No início da manhã havia atos em pelo menos 10 estados contra os preços abusivos dos combustíveis (reprodução: G1)

Após sucessivos aumentos e protestos de toda a população, o governo federal diz-se "impressionado" com a elevação dos preços dos combustíveis e está discutindo redução de impostos para diminuir a pressão sobre os valores nas bombas. Segundo o ministro de Minas e Energia, Moreira Franco, há discussões em curso sobre o peso dos impostos incidentes sobre os preços dos combustíveis.

“O imposto é absurdamente alto e precisamos repensar PIS, Cofins e ICMS”, disse a jornalistas em palestra na Associação Comercial do Rio de Janeiro.

Desde que a Petrobras implantou em julho do ano passado sistema de reajustes de preços dos combustíveis quase que diários, que busca acompanhar as cotações internacionais do petróleo e o câmbio, o diesel e a gasolina tiveram aumento de quase 50% nas refinarias da empresa, com uma boa parcela sendo repassada para os postos. O setor de combustíveis, entretanto, afirma que cerca de 50% do custo da gasolina na bomba vem de impostos.

“A discussão já está tendo, mas a vida não é fácil, e não sei quando pode ser anunciado”, adicionou ele.

Ao ser questionado sobre a política de preços da Petrobras, que repassa ao mercado interno a volatilidade externa do petróleo, que está operando perto de máximas de mais de três anos, Moreira afirmou que “nós vamos discutir (a política de preços)”. “Os combustíveis (estão) altos demais”, finalizou.

O setor de revendas de combustíveis do Brasil afirmou nesta quarta-feira que está “perdendo fôlego financeiro” e pediu ao governo mudanças tributárias para amenizar o prejuízo. “Ao invés de fazer girar a economia, a política de preços de combustíveis adotada pela Petrobras em suas refinarias está trazendo prejuízo para famílias e empresas brasileiras”, declarou a Federação Nacional do Comércio de Combustíveis e de Lubrificantes (Fecombustíveis).

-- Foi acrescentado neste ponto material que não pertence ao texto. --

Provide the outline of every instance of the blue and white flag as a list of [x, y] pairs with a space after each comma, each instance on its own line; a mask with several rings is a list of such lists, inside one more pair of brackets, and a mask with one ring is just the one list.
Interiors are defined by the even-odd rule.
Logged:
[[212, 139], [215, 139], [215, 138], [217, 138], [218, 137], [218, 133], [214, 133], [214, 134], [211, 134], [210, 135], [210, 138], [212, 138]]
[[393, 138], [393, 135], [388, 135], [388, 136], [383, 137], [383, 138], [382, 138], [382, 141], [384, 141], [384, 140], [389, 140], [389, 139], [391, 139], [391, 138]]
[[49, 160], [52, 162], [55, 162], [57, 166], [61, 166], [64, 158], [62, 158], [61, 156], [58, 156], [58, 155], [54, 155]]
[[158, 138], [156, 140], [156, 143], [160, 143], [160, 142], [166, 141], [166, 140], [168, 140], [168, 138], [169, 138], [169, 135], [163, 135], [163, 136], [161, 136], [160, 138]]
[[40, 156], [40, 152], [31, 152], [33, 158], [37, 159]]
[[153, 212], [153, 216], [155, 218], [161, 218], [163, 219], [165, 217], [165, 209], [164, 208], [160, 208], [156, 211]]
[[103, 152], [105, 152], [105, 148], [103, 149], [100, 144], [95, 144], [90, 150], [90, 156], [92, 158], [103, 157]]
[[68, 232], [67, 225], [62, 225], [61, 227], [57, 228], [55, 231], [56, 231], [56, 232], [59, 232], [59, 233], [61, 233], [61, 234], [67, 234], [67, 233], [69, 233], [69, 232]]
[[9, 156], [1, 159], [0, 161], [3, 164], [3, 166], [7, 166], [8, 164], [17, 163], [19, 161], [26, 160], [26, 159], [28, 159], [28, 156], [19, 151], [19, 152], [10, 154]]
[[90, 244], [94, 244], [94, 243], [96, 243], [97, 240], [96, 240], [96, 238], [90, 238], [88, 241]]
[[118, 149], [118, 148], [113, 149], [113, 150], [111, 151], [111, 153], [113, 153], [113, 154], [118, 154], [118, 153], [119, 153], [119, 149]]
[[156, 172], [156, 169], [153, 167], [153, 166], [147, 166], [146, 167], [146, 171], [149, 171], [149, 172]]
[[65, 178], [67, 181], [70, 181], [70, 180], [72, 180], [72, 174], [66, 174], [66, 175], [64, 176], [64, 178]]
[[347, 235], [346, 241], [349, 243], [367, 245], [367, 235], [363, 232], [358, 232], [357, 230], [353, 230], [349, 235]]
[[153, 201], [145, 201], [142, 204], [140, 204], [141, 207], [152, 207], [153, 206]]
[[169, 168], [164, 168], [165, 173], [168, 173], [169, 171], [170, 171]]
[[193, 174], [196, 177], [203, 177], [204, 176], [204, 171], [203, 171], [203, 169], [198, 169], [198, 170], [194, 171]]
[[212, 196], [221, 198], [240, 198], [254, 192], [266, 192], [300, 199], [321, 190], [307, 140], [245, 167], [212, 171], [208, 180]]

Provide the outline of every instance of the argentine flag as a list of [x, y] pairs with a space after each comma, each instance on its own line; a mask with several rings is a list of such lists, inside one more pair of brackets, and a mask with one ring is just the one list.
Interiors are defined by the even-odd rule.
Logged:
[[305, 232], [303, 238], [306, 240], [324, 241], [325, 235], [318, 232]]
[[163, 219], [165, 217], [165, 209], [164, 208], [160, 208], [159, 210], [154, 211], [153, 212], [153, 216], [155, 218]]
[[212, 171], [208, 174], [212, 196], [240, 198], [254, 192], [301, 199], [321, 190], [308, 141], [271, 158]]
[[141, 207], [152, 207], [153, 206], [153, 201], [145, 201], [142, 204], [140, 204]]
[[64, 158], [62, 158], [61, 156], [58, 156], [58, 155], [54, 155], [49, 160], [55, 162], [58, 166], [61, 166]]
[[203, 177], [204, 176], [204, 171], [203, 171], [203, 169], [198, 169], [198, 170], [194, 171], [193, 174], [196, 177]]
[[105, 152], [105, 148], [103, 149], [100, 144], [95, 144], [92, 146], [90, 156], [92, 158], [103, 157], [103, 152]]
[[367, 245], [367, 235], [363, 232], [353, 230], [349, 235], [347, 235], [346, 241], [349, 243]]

Na manhã desta segunda-feira (21) caminhoneiros realizam uma mega-manifestação contra o aumento dos combustíveis em pelo menos dez estados do país: Bahia, Ceará, Espírito Santo, Goiás, Minas Gerais, Paraíba, Paraná, Rio Grande do Sul, São Paulo e Rio de Janeiro. No Estado, os protestos mobilizam motoristas no trevo da Rodovia Niterói-Manilha e na BR-101, altura de Campos dos Goytacazes, no acostamento da pista. Os protestos também acontecem na Via Dutra, altura de Seropédica, na Baixada Fluminense. Segundo fontes, o protesto poderá se estender às rodovias de todo o interior do Estado do RJ, mais especificamente na região dos lagos e região norte-noroeste, onde os preços são considerados extremamente abusivos.

Em nota, a Petrobras diz que as revisões podem ou não refletir para o consumidor final – isso depende dos postos. Segundo a Agência Nacional do Petróleo, do Gás Natural e dos Biocombustíveis (ANP), o preço médio do diesel nas bombas já acumula alta de 8% no ano.